4. Choose Your Means of Travel
This includes arriving and departing from your destination, as well as getting from place to place while there. First, consider whether you’ll road trip or fly. Generally, it’s cheaper to drive if you’re going 500 miles or less; however, it also depends on the number of plane tickets you’re buying. If you’re road-tripping, do your best to avoid toll roads by telling Apple or Google Maps to avoid them, which will save you a couple of extra bucks. If you choose to fly, check out these sites that will help you find the best prices on airfare.
While doing your research, I would suggest setting Google alerts to automatically notify you of any price drops in plane tickets. You should also do your searches “incognito.” This will keep Google from tracking your searches and display consistent prices.
One of the most important things when it comes to being a vacation planner for the family is to prepare all the necessary tasks before traveling. Now, I don’t mean the actual packing for the trip, but setting up all of the things to do before traveling anywhere. I’m referring to travel preparations such as what to do with your mail or calling your credit cards in advance. Try to think ahead of what might be needed when you arrive at your location and plan ahead.

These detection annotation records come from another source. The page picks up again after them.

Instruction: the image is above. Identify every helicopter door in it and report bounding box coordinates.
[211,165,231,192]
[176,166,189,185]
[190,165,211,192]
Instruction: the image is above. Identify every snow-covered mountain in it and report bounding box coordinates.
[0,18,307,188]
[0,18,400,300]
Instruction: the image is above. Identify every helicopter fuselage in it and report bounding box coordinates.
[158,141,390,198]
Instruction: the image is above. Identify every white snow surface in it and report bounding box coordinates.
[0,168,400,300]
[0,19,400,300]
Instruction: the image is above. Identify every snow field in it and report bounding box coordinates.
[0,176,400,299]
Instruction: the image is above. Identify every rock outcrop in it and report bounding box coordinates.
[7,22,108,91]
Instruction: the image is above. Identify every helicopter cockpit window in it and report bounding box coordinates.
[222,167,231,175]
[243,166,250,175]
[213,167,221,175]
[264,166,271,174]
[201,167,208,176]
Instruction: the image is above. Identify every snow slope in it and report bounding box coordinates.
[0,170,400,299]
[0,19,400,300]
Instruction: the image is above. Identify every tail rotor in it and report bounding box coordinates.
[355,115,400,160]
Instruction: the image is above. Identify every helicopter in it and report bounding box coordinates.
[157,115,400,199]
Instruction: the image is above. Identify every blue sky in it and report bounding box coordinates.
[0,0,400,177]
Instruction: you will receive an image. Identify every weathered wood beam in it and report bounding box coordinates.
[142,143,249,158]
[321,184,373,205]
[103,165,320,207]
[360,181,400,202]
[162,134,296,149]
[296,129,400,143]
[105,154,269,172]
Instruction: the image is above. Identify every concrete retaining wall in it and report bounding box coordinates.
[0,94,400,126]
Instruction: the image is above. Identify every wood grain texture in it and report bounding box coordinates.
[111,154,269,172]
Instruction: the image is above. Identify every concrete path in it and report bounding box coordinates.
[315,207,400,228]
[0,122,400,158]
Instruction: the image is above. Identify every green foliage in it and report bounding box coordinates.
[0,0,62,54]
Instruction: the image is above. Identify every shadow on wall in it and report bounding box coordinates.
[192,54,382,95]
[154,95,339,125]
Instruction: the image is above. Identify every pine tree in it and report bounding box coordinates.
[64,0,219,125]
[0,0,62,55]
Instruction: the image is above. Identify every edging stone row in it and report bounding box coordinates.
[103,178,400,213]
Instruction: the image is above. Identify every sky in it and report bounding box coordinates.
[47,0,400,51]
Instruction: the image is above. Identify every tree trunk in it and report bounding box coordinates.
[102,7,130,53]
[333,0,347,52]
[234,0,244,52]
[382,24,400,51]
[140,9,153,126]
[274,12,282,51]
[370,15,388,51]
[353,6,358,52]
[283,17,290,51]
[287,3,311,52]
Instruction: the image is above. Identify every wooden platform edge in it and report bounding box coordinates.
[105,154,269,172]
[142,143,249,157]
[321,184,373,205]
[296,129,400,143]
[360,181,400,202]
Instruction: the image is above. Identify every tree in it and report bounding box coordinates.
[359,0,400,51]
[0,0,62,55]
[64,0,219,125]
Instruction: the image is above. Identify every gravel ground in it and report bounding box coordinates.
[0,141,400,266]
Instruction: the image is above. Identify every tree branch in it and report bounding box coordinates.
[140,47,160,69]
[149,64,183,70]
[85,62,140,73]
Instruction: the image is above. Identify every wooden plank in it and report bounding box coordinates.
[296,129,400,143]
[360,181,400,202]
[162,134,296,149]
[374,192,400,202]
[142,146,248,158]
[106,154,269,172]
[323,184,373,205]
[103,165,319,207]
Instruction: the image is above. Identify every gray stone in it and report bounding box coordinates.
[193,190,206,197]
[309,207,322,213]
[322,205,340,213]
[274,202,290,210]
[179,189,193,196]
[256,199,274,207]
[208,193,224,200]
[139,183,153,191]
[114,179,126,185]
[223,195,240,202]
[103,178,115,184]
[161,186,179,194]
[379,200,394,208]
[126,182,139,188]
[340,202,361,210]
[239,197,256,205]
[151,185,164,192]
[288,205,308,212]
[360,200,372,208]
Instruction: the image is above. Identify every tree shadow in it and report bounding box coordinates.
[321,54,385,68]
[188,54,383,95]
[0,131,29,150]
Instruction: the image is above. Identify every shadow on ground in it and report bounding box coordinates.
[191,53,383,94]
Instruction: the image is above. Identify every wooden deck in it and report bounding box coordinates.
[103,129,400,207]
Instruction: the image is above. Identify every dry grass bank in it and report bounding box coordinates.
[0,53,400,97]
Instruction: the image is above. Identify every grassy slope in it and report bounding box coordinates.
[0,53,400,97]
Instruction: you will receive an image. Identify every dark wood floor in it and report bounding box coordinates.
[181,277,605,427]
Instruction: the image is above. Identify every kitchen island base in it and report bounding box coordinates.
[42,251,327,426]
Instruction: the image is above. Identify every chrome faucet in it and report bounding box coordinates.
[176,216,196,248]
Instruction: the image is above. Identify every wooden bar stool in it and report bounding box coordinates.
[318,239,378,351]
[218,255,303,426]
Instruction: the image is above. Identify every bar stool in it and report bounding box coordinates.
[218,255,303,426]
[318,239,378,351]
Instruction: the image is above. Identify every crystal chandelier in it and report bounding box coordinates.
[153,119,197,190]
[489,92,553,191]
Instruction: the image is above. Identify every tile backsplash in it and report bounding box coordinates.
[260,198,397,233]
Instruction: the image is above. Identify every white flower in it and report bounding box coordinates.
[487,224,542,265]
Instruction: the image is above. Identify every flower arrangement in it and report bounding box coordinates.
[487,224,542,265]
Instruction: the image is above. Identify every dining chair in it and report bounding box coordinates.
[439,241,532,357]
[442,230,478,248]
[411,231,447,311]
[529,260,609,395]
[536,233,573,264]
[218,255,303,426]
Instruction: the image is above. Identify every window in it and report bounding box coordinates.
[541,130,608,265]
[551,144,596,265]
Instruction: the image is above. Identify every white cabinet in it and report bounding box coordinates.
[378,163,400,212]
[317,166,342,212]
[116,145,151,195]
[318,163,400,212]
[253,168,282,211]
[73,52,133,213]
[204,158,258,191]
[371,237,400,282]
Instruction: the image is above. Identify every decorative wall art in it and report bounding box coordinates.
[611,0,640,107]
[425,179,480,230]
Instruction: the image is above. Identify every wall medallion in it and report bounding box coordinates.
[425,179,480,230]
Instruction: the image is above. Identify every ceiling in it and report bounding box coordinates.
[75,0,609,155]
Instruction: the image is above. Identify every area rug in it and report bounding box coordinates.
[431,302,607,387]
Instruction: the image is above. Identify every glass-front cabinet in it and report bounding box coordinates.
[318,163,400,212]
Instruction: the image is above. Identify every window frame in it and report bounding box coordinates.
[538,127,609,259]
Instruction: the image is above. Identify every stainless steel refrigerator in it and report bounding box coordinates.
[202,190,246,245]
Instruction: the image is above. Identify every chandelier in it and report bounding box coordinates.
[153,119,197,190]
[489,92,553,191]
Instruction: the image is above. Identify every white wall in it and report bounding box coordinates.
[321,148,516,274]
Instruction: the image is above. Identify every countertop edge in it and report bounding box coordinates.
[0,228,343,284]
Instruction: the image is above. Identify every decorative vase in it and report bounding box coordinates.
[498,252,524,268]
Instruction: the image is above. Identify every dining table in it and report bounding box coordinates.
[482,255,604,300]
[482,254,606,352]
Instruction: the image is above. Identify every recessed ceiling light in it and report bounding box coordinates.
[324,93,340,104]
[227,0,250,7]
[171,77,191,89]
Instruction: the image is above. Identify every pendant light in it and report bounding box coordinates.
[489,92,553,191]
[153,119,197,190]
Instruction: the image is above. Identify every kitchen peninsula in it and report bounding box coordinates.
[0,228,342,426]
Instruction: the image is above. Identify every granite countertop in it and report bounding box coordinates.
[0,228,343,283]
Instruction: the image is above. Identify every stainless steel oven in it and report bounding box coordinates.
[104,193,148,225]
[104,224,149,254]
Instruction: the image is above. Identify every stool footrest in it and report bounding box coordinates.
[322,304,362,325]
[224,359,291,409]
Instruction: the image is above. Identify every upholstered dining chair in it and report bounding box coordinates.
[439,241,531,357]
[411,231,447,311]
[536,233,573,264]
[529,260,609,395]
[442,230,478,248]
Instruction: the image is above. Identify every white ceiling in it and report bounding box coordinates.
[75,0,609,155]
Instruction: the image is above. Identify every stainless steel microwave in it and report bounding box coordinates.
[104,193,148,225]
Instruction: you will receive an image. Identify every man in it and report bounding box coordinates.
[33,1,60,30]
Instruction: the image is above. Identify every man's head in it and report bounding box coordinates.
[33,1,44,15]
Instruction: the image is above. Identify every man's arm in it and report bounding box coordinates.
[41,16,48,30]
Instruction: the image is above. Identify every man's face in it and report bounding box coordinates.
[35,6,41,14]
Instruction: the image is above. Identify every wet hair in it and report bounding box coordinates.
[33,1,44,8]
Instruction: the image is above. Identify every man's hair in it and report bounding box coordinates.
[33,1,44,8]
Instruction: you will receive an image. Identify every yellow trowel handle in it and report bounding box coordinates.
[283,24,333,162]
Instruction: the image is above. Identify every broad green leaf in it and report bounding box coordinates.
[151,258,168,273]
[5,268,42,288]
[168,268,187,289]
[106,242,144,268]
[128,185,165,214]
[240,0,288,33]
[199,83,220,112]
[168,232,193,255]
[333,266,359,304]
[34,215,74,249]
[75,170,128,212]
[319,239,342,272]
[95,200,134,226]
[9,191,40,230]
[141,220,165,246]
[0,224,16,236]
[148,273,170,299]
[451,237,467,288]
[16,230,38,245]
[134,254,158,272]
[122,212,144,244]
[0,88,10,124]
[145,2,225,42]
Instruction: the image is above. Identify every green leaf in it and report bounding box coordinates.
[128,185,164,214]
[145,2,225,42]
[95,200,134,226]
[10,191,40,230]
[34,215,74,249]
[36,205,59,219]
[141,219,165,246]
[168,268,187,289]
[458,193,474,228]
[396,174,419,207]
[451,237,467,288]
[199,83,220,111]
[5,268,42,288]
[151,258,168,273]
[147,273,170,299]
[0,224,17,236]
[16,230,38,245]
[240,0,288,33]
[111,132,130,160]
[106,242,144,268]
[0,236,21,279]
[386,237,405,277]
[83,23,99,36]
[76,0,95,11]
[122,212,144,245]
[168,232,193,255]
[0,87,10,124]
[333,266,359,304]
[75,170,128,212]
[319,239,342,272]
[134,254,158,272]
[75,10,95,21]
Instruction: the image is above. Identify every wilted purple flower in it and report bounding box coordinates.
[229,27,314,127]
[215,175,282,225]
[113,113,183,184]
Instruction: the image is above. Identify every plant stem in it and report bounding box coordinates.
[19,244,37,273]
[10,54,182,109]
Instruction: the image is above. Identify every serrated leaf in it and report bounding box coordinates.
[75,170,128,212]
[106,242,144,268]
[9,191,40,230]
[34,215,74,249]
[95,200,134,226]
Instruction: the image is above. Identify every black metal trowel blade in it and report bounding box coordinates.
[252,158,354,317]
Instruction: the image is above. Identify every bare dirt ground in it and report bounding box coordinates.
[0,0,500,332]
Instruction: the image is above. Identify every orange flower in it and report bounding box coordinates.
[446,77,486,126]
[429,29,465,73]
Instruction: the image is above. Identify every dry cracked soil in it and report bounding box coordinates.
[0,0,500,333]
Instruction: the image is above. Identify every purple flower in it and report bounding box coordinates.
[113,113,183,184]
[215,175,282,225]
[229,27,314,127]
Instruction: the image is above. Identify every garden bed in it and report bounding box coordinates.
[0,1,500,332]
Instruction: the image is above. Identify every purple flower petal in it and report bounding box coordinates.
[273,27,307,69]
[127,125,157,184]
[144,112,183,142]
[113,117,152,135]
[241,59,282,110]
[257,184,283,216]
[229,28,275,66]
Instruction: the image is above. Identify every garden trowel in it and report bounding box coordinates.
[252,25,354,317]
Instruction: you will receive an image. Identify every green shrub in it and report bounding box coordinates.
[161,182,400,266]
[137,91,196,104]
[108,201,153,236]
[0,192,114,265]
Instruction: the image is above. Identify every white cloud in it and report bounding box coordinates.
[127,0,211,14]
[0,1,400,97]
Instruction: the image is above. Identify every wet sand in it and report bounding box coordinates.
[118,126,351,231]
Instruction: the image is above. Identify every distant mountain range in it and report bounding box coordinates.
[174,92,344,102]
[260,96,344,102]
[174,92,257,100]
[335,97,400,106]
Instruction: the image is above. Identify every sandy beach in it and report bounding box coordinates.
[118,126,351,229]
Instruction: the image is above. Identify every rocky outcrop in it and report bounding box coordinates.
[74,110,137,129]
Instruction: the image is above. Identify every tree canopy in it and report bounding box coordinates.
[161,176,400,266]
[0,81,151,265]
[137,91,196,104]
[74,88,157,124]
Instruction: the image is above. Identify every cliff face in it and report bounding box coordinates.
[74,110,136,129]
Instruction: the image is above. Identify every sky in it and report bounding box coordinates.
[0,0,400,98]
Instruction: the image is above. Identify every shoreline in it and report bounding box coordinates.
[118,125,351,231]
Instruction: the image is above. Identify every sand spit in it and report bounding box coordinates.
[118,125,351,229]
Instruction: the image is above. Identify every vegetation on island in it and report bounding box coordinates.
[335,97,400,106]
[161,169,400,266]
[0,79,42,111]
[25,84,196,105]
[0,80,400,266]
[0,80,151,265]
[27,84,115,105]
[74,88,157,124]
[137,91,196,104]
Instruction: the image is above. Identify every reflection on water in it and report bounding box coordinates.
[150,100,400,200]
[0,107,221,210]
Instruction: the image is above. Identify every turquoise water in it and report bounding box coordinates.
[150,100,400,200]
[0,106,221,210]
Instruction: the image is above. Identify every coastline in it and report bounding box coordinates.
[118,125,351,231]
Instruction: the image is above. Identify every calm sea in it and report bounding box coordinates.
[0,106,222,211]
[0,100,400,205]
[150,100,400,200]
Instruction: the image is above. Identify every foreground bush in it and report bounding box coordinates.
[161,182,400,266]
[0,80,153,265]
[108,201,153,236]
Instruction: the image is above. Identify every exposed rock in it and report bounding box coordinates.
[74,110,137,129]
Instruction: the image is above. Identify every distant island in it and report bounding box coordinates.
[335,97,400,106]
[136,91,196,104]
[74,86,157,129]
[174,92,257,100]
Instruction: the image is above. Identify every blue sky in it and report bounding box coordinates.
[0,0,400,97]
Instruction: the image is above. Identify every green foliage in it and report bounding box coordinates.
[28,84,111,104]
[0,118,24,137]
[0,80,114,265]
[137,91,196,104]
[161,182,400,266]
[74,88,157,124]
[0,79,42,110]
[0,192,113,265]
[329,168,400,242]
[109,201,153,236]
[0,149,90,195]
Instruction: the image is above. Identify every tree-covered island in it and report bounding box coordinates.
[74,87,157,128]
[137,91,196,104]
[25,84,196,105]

After Your Budget, Save, Save, Save
Now that you have your budget, set up a plan to save a specific amount. Having a budget doesn’t mean that the money will magically appear, but as the vacation planner, it’s important to organize your finances. Here are some suggestions to help:
Check Your Bank
Many banks make it difficult to save money and may not help you hit your travel goals; if that’s the case, it may be time to find a new bank that better serves you. As you research, find one that uses automatic savings, which allows you to save in an easy and unique way. Also, check if they charge foreign transaction fees because that can get expensive.
You may need to change some of your habits to align with your budget. Sometimes you’ll need to do a trade-off where, instead of spending $10 per month on a subscription, you put $10 towards your travel fund. Small changes every month will go a long way in the future.
Set Your Timeline
You’ll need to understand how much to save during a specific time period. If you know your timeline, you can determine how much each day, week or month you may want to put away to save the appropriate amount of money. Cash back apps can help you save up a little quicker by giving you cashback on places you normally shop anyways. I personally use Ibotta, Rakuten (eBates), Dosh, and Earny.
Vacation Planner: Another Option
As the vacation planner, another way I have saved money for travel is by travel hacking. I sign up for travel rewards, airline, and hotel-branded credit cards every few years and plan my travels wisely. Be careful with credit card sign-ups and spending. It is important not to overreach and pay your balance at the end of each month.